Please let me know if anyone has faced this issue and what is the resolution for it.

Kaniz · ‎07-26-2023

Hi @AbhiJ, The error message indicates an issue with the session handle. This could be due to various reasons, such as an expired session or a problem with the session manager. The following steps can be taken to troubleshoot the issue:

1. Check if the session handle is valid and active. If the session has expired, a new session needs to be created.

2. Check if there are any issues with the session manager. This can be done by checking the logs of the session manager and verifying if it is running correctly.

3. Verify if the JDBC driver is compatible with the Databricks version. If not, update the driver to a compatible version.

4. Check if there are any network connectivity issues between the client and the Databricks cluster. This can be done by running a ping test or using a network monitoring tool.

AbhiJ · ‎07-26-2023

@Kaniz ,

The links which you pasted seems doesn't works.

Anyways, please find my response for your suggestions.

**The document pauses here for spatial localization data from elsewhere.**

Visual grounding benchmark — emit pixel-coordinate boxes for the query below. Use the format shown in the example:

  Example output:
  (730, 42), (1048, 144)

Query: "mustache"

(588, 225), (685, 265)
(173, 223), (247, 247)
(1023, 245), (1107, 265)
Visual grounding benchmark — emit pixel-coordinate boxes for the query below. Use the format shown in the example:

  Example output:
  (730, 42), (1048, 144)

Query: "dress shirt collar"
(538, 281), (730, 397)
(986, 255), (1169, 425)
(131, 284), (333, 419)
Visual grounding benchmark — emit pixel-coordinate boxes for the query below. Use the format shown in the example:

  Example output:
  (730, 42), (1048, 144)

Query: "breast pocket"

1. Check if the session handle is valid and active. If the session has expired, a new session needs to be created.

I am using commons connection pooling which creates a singleton datasource object with already created connections in advance.

Please note that initially everything works fine and I am able to get the data from databricks.

The issues arises after I don't do any activity after initial fetch for some 20 mins (with server running) and then again try to fetch the data from databricks via same datasource(pooled connection) which got created initially.

I was expecting the databricks JDBC connector jar should handle this error and create a new connection if the existing connection got stale.

2. Check if there are any issues with the session manager. This can be done by checking the logs of the session manager and verifying if it is running correctly.

I get's the same logs from databricks log4j logs (Driver logs tab of compute cluster section)

3. Verify if the JDBC driver is compatible with the Databricks version. If not, update the driver to a compatible version.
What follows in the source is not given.